Anteriormente, a Dataprev havia informado à reportagem que não existia nenhuma ação em andamento para vender o prédio em Botafogo. Segundo a empresa, a medida estaria condicionada ao fim das obras de readequação no Edifício Ventura e em outro imóvel da estatal, no Cosme Velho, também na Zona Sul.

Em resposta enviada à reportagem nesta sexta-feira (24), a Dataprev informou que já começou o credenciamento de leiloeiros para conduzir o certame do imóvel.

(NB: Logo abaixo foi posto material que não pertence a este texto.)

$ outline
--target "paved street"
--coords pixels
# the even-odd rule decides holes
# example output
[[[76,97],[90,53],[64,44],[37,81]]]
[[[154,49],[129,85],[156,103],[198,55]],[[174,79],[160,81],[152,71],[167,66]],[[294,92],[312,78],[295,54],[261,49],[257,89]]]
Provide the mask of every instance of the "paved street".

A desocupação da unidade está prevista para o fim de 2026, quando devem ser concluídas as obras de adequação do Edifício Ventura.

O Ministério Público Federal pediu que a Justiça determine a apresentação, em até 60 dias, do plano de ação, do cronograma e do edital para a venda do Edifício Waldir Pires pela Dataprev.

Uma cláusula do contrato de locação prevê que o pagamento de condomínio e IPTU começa no momento da assinatura. Somados, os valores chegam a cerca de R$ 367 mil por mês. Da assinatura até esta sexta-feira (24), o valor de condomínio e IPTU pode já ter chegado a quase R$ 1 milhão.

O prédio escolhido pela Dataprev tem o aluguel mais caro entre os imóveis considerados aptos pela empresa pública. Ao todo, seis edifícios foram considerados aptos.

Segundo a empresa pública, o Edifício Waldir Pires, atual sede em Botafogo, tem 40 anos de uso e precisa de reformas. As intervenções demorariam cerca de quatro anos e custariam R$ 61 milhões e 300 mil, segundo a Dataprev.

Em 2024, após uma consulta pública feita a pedido da própria empresa para avaliar o que poderia ser feito com a sede de Botafogo, o BNDES informou que o imóvel estava com bom padrão de acabamento e em bom estado de conservação.

Para a advogada especialista em Direito Administrativo Bruna Versetti Negrão, já há indícios de dano ao erário.

"Não se trata somente da violação do princípio da economicidade, outros princípios também estão sendo violados na medida em que existe uma espécie de pagamento duplo, a mesma finalidade que é o pagamento para o uso de uma sede própria e da sede alugada. Então, o contrato em vigor demonstra o dano horário que foi eventualmente cometido pela Dataprev e que pode gerar no futuro responsabilizações incluindo até a improbidade, se for configurada conduta dolosa e intencional."

O Edifício Waldir Pires é o maior e mais populoso da Dataprev, com cerca de 1.500 pessoas. O prédio tem 20 pavimentos e mais de 22 mil metros quadrados de área construída.

Em nota, a Dataprev disse que vai analisar a manifestação do MPF e prestar os esclarecimentos dentro do prazo estabelecido. A empresa pública afirmou ainda que não há lesão ao princípio da economicidade, uma vez que o Edifício Waldir Pires permanece ocupado e possui destinação específica.

Sobre os pagamentos de condomínio e IPTU, a Dataprev confirmou que o contrato prevê carência de seis meses exclusivamente para o pagamento do aluguel, durante o período de execução das obras de adequação do imóvel.